Because we had previously reported that the stimulation of IL-6 expression in BMSC by neuroblastoma cells is adhesion independent, we looked for the presence of a soluble factor in the medium of neuroblastoma cells that stimulates IL-6 expression. IL-6 has been shown to stimulate Cox-2 expression, and concomitantly prostaglandin E2 (PGE2), a secreted product of Cox-2 activity. PGE2 is also known to stimulate IL-6 expression (27). Therefore we tested whether IL-6 would affect Cox-2 expression in neuroblastoma cells. This experiment indicated an absence of expression of Cox-2 in neuroblastoma cells under basal conditions, but an induction of expression in the presence of rhIL-6 (10 ng/ml) that was abrogated in the presence of an anti-IL-6Rα/gp80 blocking antibody (Fig. 4A). Induction of Cox-2 expression by IL-6 was concomitantly associated with an increase in the amount of PGE2 secreted in the culture medium (Fig. 4B). We then demonstrated that treatment of BMSC with PGE2 increased the expression of IL-6 in a dose dependent manner (Fig. 4C). The data are consistent with the hypothesis that the induction of Cox-2 by IL-6 in neuroblastoma cells contributes to an amplification loop where IL-6-stimulated neuroblastoma cells secrete PGE2, further increasing IL-6 production by BMSC. To confirm this possibility, we tested whether blocking PGE2 production in IL-6-treated neuroblastoma cells by Celecoxib would suppress their capacity to induce expression in BMSC. The data (Fig. 4D) indicated a dose-dependent inhibition of PGE-2 in the supernatant of Celecoxib-treated CHLA-255 cells and a loss of IL-6 mRNA expression in BMSC incubated in the presence of the supernatant of Celecoxib-treated CHLA-255 cells. Celecoxib also inhibited the amount of IL-6 present in the supernatant of the co-cultures.

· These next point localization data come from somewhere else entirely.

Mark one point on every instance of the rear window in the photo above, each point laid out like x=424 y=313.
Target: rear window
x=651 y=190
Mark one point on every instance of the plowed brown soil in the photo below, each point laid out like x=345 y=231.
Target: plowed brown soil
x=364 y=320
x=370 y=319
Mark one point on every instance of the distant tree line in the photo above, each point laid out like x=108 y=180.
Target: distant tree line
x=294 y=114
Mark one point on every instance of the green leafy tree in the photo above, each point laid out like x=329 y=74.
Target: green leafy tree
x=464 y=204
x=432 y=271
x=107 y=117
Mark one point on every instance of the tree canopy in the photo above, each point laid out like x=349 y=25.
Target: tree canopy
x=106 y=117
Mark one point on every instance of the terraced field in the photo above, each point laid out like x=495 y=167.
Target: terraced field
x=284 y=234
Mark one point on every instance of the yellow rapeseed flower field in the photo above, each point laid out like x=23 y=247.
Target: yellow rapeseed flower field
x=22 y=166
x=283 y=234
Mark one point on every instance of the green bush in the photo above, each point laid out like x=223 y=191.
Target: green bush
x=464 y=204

IL-6 induces Cox-2 expression in neuroblastoma cells. A, *top*: Western blot analysis of Cox-2 expression in 5 neuroblastoma cell lines and MG-63 osteosarcoma cells (used as positive control); *bottom*: CHLA-255 cells were treated with rhIL-6 and examined at indicated times for Cox-2 expression by Western blot analysis. An antibody against IL-6R (2 μg/ml) was added 2 h before IL-6 when indicated. The data are representative of one experiment from 3 separate experiments showing similar results. B, PGE2 levels were measured by ELISA in the supernatant of CHLA-255 cells treated with IL-6 as shown in panel A, *bottom*. The data represent the mean (±SD) values of triplicate samples. C, BMSC were treated with PGE2 at indicated concentrations for 24 h and examined for IL-6 production in the culture medium by ELISA. The data represent the mean IL-6 (±SD) values of triplicate samples. D, CHLA-255 cells were treated with rhIL-6 (10 ng/ml) for 24 h in the absence or presence of Celecoxib at indicated concentrations. The supernatants were then collected and an aliquot examined for the presence of PGE2 (upper panel). The supernatants were then added to cultured BMSC for 24 h, before the cells were lysed and examined for IL-6 mRNA expression by RT-PCR and IL-6 protein by ELISA. The data represent the mean (±SD) values of triplicate samples.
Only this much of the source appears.